Закаленные в страшном режиме царского флота и морской крепости, привыкшие к суровой работе, к жертвам но и к неистовствам матросы теперь, когда перед ними приоткрылась завеса новой жизни, в которой они почувствовали себя будущими хозяевами, напрягли все свои сухожилия, чтобы показать себя достойными революции. Они жадно набрасывались в Петрограде на друзей и на противников и почти насильно влекли их в Кронштадт, чтобы показать, каковы революционные моряки на деле. Такое нравственное напряжение не могло, разумеется, длиться вечно, но его хватило надолго. Кронштадтские моряки стали чем-то вроде воинствующего ордена революции. Но какой? Не той, во всяком случае, какая воплощалась в министре Церетели с его комиссаром Пепеляевым. Кронштадт стоял как провозвестник надвигающейся второй революции. Поэтому его так ненавидели все те, для кого было слишком достаточно и первой.
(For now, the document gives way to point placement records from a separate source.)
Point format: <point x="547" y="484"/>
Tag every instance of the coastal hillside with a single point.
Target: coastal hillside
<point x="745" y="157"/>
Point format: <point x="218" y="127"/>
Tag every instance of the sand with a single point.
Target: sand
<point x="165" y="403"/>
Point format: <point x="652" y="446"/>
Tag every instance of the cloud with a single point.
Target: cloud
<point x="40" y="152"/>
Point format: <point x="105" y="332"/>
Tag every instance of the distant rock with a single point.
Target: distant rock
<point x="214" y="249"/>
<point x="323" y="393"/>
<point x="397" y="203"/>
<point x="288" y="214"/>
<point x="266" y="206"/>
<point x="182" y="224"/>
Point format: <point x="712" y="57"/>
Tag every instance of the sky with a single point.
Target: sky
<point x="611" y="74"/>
Мирное и незаметное низложение Пепеляева было в прессе порядка изображено почти как вооруженное восстание против государственного единства. Правительство пожаловалось Совету. Совет сейчас же выделил делегацию для воздействия. Машина двоевластия со скрипом пришла в движение. 24 мая Кронштадтский Совет, с участием Церетели и Скобелева, согласился, по настоянию большевиков, признать, что, продолжая борьбу за власть советов, он практически обязан подчиняться Временному правительству, покуда власть советов не установлена во всей стране. Однако уже через день, под давлением возмущенных этой уступчивостью матросов, Совет заявил, что министры получили лишь "разъяснение" точки зрения Кронштадта, которая остается неизменной. Это было явной тактической ошибкой, за которой, однако, ничего не скрывалось, кроме революционной амбиции.
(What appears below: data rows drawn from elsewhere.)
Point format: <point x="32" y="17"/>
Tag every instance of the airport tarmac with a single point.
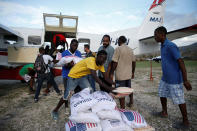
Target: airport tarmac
<point x="19" y="112"/>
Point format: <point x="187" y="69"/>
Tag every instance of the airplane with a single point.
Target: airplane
<point x="20" y="45"/>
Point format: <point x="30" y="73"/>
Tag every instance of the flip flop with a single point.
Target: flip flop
<point x="180" y="125"/>
<point x="159" y="114"/>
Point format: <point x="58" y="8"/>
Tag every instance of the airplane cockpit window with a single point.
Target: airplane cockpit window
<point x="34" y="40"/>
<point x="10" y="39"/>
<point x="82" y="42"/>
<point x="9" y="42"/>
<point x="52" y="21"/>
<point x="69" y="22"/>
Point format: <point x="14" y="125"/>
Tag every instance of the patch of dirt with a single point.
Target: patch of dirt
<point x="19" y="112"/>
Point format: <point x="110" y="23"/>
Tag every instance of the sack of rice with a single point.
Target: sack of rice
<point x="84" y="117"/>
<point x="109" y="114"/>
<point x="114" y="125"/>
<point x="104" y="101"/>
<point x="82" y="101"/>
<point x="72" y="126"/>
<point x="133" y="118"/>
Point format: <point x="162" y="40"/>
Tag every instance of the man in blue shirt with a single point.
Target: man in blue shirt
<point x="110" y="51"/>
<point x="174" y="74"/>
<point x="65" y="71"/>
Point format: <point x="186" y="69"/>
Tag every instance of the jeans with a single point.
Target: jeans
<point x="50" y="79"/>
<point x="72" y="83"/>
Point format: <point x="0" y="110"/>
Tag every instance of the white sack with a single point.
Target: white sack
<point x="109" y="114"/>
<point x="114" y="125"/>
<point x="84" y="117"/>
<point x="104" y="101"/>
<point x="82" y="101"/>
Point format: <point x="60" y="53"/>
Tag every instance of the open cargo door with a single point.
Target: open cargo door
<point x="59" y="24"/>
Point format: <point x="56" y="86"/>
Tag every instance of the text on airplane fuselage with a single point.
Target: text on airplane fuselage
<point x="155" y="19"/>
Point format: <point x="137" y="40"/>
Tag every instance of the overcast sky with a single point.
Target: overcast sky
<point x="96" y="16"/>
На верхах решено было воспользоваться счастливым случаем и дать кронштадтцам урок, заставив их заодно расплатиться и за прежние грехи. Прокурором выступал, конечно, Церетели. С патетическими ссылками на свои собственные тюрьмы он особенно громил кронштадтцев за то, что они держат в крепостных казематах 80 офицеров. Вся благомыслящая печать ему вторила. Однако даже соглашательские, т. е. министерские, газеты должны были признать, что дело идет о "форменных казнокрадах" и о "людях, до ужаса доводивших кулачную расправу". Матросы--свидетели, по словам "Известий", официоза самого Церетели "показывают о подавлении (арестованными офицерами) восстания 1906 года, о массовых расстрелах, о баржах, переполненных трупами казненных и потопленных в море, и о других ужасах ... рассказывают совершенно просто, как обычные вещи".
Кронштадтцы упорно отказывались выдать арестованных правительству, которому палачи и казнокрады из благородного сословия были неизмеримо ближе, чем замученные матросы 1906-го и других годов. Не случайно же министр юстиции Переверзев, которого Суханов мягко называет "одной из подозрительных фигур в коалиционном правительстве", систематически освобождал из Петропавловской крепости наиболее гнусных деятелей царской жандармерии. Демократические выскочки больше всего стремились к тому, чтобы реакционная бюрократия признала их благородство.
На обвинения Церетели Кронштадтцы отвечали в своем воззвании: "Арестованные нами в дни революции офицеры, жандармы и полицейские сами заявили представителям правительства, что они ни в чем не могут пожаловаться на обращение с ними тюремного надзора. Правда, тюремные здания Кронштадта ужасны. Но это те самые тюрьмы, которые были построены царизмом для нас. Других у нас нет. И если мы содержим в этих тюрьмах врагов народа, то не из мести, а из соображений революционного самосохранения". 27 мая кронштадтцев судил Петроградский Совет. Выступая в их защиту, Троцкий
Мирное улажение конфликта вывело буржуазную прессу окончательно из себя: в крепости анархия, кронштадтцы печатают собственные деньги -- фантастические образцы их воспроизводились в газетах, -- казенное имущество расхищается, женщины обобществлены, идут грабежи и пьяные оргии. Моряки, гордившиеся своим суровым порядком, сжимали мозолистые кулаки при чтении газет, которые в миллионах экземпляров распространяли клевету о них по всей России.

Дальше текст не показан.